Не знаю, что именно было сообщено девочке, но примерно через год мой ангел, повзрослевший и еще более похорошевший, уже обнимал меня, смеясь, плача и качая головой. Поначалу она называла меня Ником, потом папочкой: она спросила, может ли называть меня так, и я ответил, что ничего прекраснее еще не слышал. Периоды работы сделались длиннее, запои пошли на убыль, и мы с ней лучше узнали и полюбили друг друга. То был подарок, а вместе с ним пришло и осознание того, что жизнь способна предложить нам множество самых разных чудесных подарков, если только мы отбросим наши представления о жизни и приоткроем сердца, чтобы впустить в них дыхание великой тайны, которой и является жизнь.
Потом дыхание жизни принесло холодок. Кончалось лето, и она только что поступила в Принстон, хотя еще и не разобралась в том, кем хочет быть. Поцеловав ее на прощание, я вдруг понял, что в ее улыбке уже нет той тайной меланхолии, которую я ощутил, когда впервые увидел ту фотографию. Когда она исчезла, и почему я раньше этого не заметил? У меня не было ответа на эти вопросы.
Ее улыбка стала просто счастливой, и я тоже почувствовал себя счастливым оттого, что был частью моей дочери, что эта часть меня расцветет и станет чем-то прекрасным, чем никогда бы не стал я, что через нее эта часть меня насладится чистотой дыхания, которую никогда не познаю я, и что через нее я буду жить еще долго после того, как меня не станет. Не знаю, какой получилась моя улыбка, но мне стало хорошо.

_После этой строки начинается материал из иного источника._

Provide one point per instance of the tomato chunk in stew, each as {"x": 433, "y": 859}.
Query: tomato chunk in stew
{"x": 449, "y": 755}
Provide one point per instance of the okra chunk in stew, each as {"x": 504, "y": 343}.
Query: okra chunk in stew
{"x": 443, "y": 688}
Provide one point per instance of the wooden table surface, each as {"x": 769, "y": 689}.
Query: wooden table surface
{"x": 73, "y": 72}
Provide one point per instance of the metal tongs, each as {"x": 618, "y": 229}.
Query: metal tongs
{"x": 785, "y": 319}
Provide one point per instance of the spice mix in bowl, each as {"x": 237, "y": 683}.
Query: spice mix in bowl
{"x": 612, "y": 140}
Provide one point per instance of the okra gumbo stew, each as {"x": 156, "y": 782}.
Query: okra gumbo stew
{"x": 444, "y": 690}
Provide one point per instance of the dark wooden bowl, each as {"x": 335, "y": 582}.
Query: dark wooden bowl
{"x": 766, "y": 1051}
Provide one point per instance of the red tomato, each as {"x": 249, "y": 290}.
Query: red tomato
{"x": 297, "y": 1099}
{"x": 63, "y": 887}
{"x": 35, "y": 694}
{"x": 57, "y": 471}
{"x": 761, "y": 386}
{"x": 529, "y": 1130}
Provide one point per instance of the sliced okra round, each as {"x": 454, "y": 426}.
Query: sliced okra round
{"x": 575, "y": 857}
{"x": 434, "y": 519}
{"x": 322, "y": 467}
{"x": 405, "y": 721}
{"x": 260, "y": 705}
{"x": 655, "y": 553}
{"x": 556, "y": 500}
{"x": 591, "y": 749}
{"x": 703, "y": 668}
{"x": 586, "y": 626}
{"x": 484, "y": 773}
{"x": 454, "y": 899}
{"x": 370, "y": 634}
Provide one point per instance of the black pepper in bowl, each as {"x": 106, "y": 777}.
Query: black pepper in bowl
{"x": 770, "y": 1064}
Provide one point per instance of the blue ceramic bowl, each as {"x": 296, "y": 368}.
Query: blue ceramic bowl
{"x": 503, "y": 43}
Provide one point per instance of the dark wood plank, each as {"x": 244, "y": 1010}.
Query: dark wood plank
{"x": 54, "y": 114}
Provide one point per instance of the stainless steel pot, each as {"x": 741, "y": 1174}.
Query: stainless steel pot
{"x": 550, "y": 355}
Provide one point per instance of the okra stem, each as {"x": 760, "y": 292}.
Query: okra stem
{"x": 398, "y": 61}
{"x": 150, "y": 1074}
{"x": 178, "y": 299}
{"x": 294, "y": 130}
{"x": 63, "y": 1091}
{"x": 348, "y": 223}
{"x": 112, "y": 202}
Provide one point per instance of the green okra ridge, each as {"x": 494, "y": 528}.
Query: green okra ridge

Потом все кончилось. Ее не стало. А того мерзавца, который это сделал, так и не поймали. Ее нашли в кустах парка через три дня. Я поцеловал ее, и гроб закрыли.
Время шло, и мои чувства постепенно менялись. Я вспомнил, что когда-то чувствовал себя язычником, оставившим нежелательного ребенка, крошечного и беззащитного, на камнях. Я снова чувствовал, что моя дочь — наша дочь — была дочерью Божьей милости и материнской доброты. Потом воспоминания покинули меня, однако чувства остались. Я стоял перед старинным распятием, тем, что привезла издалека моя бабушка. Я стоял перед ним и смотрел на него, но не чувствовал ни вины язычника, ни Божьей милости. На память пришла строфа из Псалтыри:
«Блажен, кто возьмет и разобьет младенцев твоих о камень!»
И тогда, глядя на эту штуку на стене, я сказал, очень медленно и без всякой злости: «К черту тебя, Бог. Пошел ты». В то время героин продавали в таких пакетиках, помеченных красными буквами DOA.[6] Через пару дней я обмазал один такой пакетик резиновым клеем и приклеил его к тому месту, где резная повязка прикрывала священные причиндалы висевшего на кресте жида.